Professors Jacob Reed and Dr. Ryan Phillips prepare the drone to deliver students’ acceptance letters.
Lewis’ Unmanned Aircraft Systems program and the Aviation department teamed with Romeoville High School on Nov. 13 to deliver acceptance letters via an unmanned aircraft to eight students.
After weeks of careful planning, the university officially made the first successful attempt at delivering the acceptance letters directly to the students at the high school.
In order for this project to work, it required the city to shut down travel on Rt. 53. Working together with Romeoville Mayor John Novak and Romeoville High School Principal Derek Kinder, as well as both the Lewis Police Department and Illinois State Police, the flight was completed in just five minutes, preventing the road from being closed any longer.
“Being the first delivery of this kind in the nation demonstrates how Lewis University is a leader in aviation education from the first moments of your Lewis University experience,” said Lewis President Dr. David Livingston in a press release.
Planning for this event started in September with an original goal of Oct. 26, but had to be pushed back until November due to complications. Senior Vice President for Strategic Enrollment Management Raymond Kennelly donated all the equipment needed to make the drone delivery possible.
Assistant Professor of Unmanned Aircraft Systems Jacob Reed, along with Assistant Chair of Aviation and Transportation and Director of Unmanned Aircraft Systems Dr. Ryan Phillips, both oversaw the creation of this drone, which was entirely built by students in the major.

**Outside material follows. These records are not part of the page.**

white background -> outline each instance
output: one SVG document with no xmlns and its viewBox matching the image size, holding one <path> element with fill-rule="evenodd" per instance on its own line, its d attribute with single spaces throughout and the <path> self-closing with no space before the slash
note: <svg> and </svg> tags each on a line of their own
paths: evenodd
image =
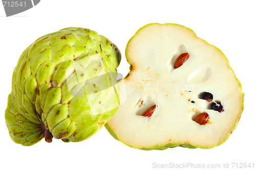
<svg viewBox="0 0 256 170">
<path fill-rule="evenodd" d="M 254 163 L 255 167 L 255 2 L 42 0 L 35 7 L 9 17 L 5 16 L 0 4 L 1 169 L 156 169 L 154 163 L 187 162 L 221 167 L 228 163 L 229 168 L 232 162 Z M 153 22 L 186 26 L 227 57 L 242 85 L 245 108 L 237 129 L 224 144 L 209 150 L 177 147 L 144 151 L 116 140 L 104 128 L 77 143 L 54 139 L 48 143 L 43 139 L 28 147 L 11 140 L 4 112 L 12 71 L 28 46 L 42 35 L 66 27 L 90 29 L 117 45 L 122 54 L 118 71 L 125 76 L 130 66 L 124 52 L 127 42 L 140 28 Z"/>
</svg>

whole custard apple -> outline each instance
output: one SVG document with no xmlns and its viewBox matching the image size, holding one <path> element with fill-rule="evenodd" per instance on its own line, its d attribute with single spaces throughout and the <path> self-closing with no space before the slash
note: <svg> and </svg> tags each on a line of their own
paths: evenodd
<svg viewBox="0 0 256 170">
<path fill-rule="evenodd" d="M 26 49 L 13 74 L 5 119 L 11 139 L 32 145 L 44 137 L 84 140 L 119 105 L 116 68 L 121 54 L 91 30 L 68 28 Z"/>
<path fill-rule="evenodd" d="M 136 32 L 125 55 L 131 71 L 105 125 L 116 139 L 145 150 L 209 149 L 227 139 L 244 93 L 219 48 L 184 26 L 153 23 Z"/>
</svg>

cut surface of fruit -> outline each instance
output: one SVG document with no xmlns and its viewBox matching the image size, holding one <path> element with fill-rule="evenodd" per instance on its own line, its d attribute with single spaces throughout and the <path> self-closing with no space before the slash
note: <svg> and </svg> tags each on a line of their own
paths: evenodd
<svg viewBox="0 0 256 170">
<path fill-rule="evenodd" d="M 189 57 L 175 68 L 184 53 Z M 124 99 L 105 125 L 115 138 L 147 150 L 209 149 L 227 139 L 242 114 L 244 93 L 219 48 L 184 26 L 153 23 L 131 39 L 126 57 L 131 70 L 119 82 Z M 150 116 L 142 116 L 155 105 Z M 197 120 L 202 113 L 203 123 Z"/>
</svg>

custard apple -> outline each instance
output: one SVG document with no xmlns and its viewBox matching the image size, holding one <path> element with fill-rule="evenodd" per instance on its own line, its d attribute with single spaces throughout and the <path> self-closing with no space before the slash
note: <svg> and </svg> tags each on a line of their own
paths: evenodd
<svg viewBox="0 0 256 170">
<path fill-rule="evenodd" d="M 27 47 L 12 76 L 5 112 L 11 139 L 78 142 L 92 136 L 119 104 L 117 47 L 94 31 L 68 28 Z"/>
<path fill-rule="evenodd" d="M 130 39 L 125 55 L 131 71 L 105 125 L 116 139 L 145 150 L 209 149 L 227 139 L 244 93 L 219 48 L 184 26 L 152 23 Z"/>
</svg>

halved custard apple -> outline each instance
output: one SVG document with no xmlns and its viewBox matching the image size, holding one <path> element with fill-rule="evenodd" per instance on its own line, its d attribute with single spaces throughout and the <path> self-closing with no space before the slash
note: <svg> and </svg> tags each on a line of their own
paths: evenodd
<svg viewBox="0 0 256 170">
<path fill-rule="evenodd" d="M 153 23 L 131 39 L 126 57 L 121 104 L 105 125 L 115 139 L 146 150 L 209 149 L 227 139 L 244 93 L 219 48 L 184 26 Z"/>
</svg>

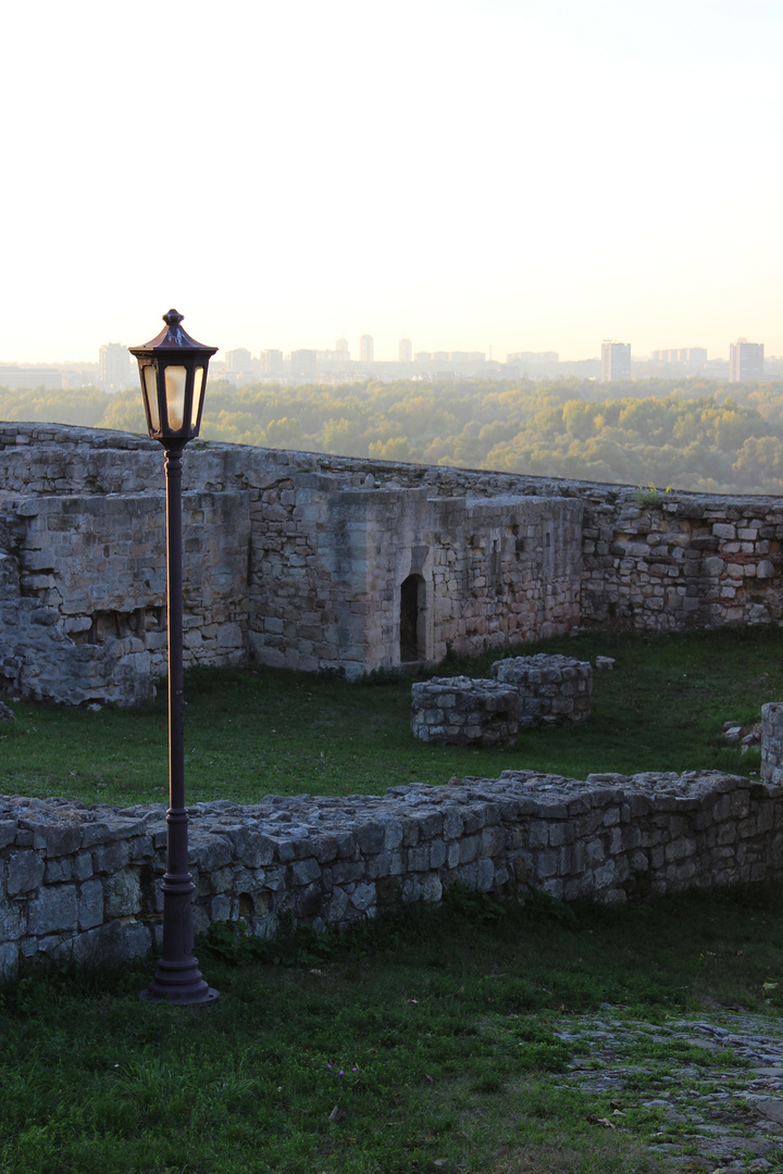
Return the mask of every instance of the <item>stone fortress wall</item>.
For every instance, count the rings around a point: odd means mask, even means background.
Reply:
[[[0,976],[20,959],[120,962],[161,946],[163,807],[0,798]],[[384,796],[190,809],[194,925],[284,913],[345,927],[454,883],[607,903],[783,877],[783,787],[716,772],[505,771]]]
[[[778,623],[778,499],[195,443],[184,460],[189,663],[349,675],[582,626]],[[161,447],[0,425],[0,677],[69,702],[164,670]],[[779,740],[778,740],[779,741]],[[777,745],[777,743],[776,743]],[[0,798],[0,971],[160,947],[163,808]],[[617,902],[778,880],[783,787],[717,774],[500,780],[191,811],[196,925],[344,926],[461,882]]]
[[[187,663],[358,676],[567,632],[778,623],[783,502],[195,441]],[[134,703],[164,672],[155,441],[0,424],[0,679]]]

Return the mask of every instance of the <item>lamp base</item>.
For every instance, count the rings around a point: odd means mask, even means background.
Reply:
[[[140,998],[150,1003],[173,1003],[178,1007],[197,1007],[215,1003],[220,991],[204,981],[195,958],[175,963],[161,958],[155,978]]]

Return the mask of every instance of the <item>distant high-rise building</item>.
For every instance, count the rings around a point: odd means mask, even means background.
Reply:
[[[261,369],[264,375],[282,375],[283,372],[283,352],[282,351],[264,351],[261,356]]]
[[[703,366],[707,363],[706,346],[680,346],[664,351],[653,351],[655,363],[687,363],[689,366]]]
[[[315,375],[318,351],[291,351],[291,375]]]
[[[97,378],[103,387],[122,391],[133,384],[130,352],[122,343],[107,343],[97,352]]]
[[[244,371],[252,371],[252,358],[250,356],[250,351],[245,350],[244,346],[237,346],[235,351],[227,351],[225,370],[232,371],[235,375],[242,375]]]
[[[601,383],[630,379],[630,343],[601,343]]]
[[[737,338],[729,346],[729,383],[764,378],[764,344]]]

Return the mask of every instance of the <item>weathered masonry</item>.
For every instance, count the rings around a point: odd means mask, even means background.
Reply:
[[[783,501],[641,495],[191,444],[185,656],[373,668],[569,628],[779,623]],[[163,463],[146,438],[0,424],[0,682],[133,703],[164,669]]]
[[[0,797],[0,973],[20,958],[160,949],[164,808]],[[194,924],[281,915],[316,930],[455,882],[622,902],[783,876],[783,788],[714,772],[506,771],[383,796],[268,796],[190,809]]]

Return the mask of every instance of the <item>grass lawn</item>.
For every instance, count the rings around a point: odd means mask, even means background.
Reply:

“The students built the entire delivery platform and the ideas of operational planning was originally brainstormed with all of the UAS classes to get their input and teach them,” said Professor Reed. “They had some really good ideas that were incorporated into our project.”
For both Professor Reed and Dr. Phillips, their main worry in completing the flight was ensuring safety. “The biggest concern was the safety of the public, other aircrafts, students at the event and those on the field at the high school,” said Professor Reed. “There are regulations that must be followed, as well as our own safety protocols.”
Principal Kinder expressed his excitement in being a part of this achievement, stating in a press release that this event helps reinforce college and career preparation and the opportunities that can be achieved after high school.
Although unsure if this method will be utilized again in the future, Dr. Phillips said the most important concept is knowing that this can be done successfully.
“We want to entertain the next mission, but we proved that this can be done,” said Dr. Phillips. “We are always asking, ‘What’s the next challenge? How can we benefit our students the most?’ That’s our primary concern of what we’re teaching them.”